“Operation pride,” the ambitious campaign to turn around Kenya’s flailing flagship airline, Kenya Airways, has new support. The government has ordered all state officials to fly only on airlines registered in the country—like Kenya Airways—when traveling for public business or spending taxpayer funds, according to a statement from the cabinet.
The airline, which calls itself “the pride of Africa,” is one of the largest carriers in the region and was once considered a standard bearer of African carriers with ambitious international aspirations. But for the past four years, Kenya Airways has reported losses, suffering from a poorly timed expansion, competition from cash-rich Middle Eastern carriers, mismanagement, and pilot defections.
The airline, 30%-owned by the Kenyan government, has been cutting jobs, reducing its fleet, and is considering selling a stake in itself in an effort to return to profitability.
The government’s new “Fly Kenya Policy” comes amid the threat of crippling strikes. The Kenya Airline Pilots Association said that its members will strike for seven days starting Oct. 18 if top Kenya Airways executives do not resign. The government has condemned the threat, calling it an act of “economic sabotage.”
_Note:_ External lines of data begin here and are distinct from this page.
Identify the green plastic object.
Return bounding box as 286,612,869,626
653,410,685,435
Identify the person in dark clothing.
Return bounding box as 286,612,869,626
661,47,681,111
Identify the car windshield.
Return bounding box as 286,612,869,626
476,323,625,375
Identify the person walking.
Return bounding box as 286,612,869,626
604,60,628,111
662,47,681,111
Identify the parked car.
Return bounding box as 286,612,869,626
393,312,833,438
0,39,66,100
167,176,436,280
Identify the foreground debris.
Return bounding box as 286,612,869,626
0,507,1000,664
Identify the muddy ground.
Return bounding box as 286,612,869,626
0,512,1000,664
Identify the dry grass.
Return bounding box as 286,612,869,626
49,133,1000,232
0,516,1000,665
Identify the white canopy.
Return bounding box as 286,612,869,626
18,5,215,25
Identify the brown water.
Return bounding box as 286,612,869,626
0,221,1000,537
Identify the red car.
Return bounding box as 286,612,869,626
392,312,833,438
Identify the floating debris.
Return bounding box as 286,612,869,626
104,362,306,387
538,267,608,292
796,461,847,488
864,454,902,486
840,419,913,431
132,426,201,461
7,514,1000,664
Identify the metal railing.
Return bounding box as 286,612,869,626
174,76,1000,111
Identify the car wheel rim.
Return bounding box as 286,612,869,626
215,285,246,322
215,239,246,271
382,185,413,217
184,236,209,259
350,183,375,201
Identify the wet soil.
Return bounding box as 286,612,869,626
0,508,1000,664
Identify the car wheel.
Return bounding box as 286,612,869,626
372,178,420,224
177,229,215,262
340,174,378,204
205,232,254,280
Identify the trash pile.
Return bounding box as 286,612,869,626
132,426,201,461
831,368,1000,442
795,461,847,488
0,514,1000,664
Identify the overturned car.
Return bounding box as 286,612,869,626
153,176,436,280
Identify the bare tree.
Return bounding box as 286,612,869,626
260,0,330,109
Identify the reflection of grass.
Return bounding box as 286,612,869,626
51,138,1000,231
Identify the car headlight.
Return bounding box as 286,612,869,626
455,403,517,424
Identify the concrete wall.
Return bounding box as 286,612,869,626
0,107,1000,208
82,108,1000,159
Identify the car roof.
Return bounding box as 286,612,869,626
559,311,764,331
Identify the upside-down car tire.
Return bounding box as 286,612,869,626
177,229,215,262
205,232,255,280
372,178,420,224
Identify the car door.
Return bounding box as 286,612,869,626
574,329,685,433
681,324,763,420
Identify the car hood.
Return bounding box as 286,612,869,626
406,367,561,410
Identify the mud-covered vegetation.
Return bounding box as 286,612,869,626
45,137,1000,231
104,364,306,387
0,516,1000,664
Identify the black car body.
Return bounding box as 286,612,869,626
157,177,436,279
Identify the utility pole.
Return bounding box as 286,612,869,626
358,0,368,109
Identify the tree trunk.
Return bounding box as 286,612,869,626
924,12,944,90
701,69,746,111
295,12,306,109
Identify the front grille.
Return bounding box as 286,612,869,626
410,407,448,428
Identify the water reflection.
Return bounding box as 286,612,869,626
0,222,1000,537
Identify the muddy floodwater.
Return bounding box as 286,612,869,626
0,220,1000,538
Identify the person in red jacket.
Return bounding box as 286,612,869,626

The company says its turnaround efforts are working. Half-year earnings to be released later this month are expected to show a net loss of 5 billion shillings ($49 million), an improvement on its 12 billion shillings loss a year earlier. The strike could derail this progress, and is “unjustified and uncalled for,” the airline said in a statement.
If the strike goes ahead, the gains from enforced government travel will count for little (planes don’t go far without pilots, after all). According to Kenya Airways, a pilot strike in April over cost the airline $2 million a day.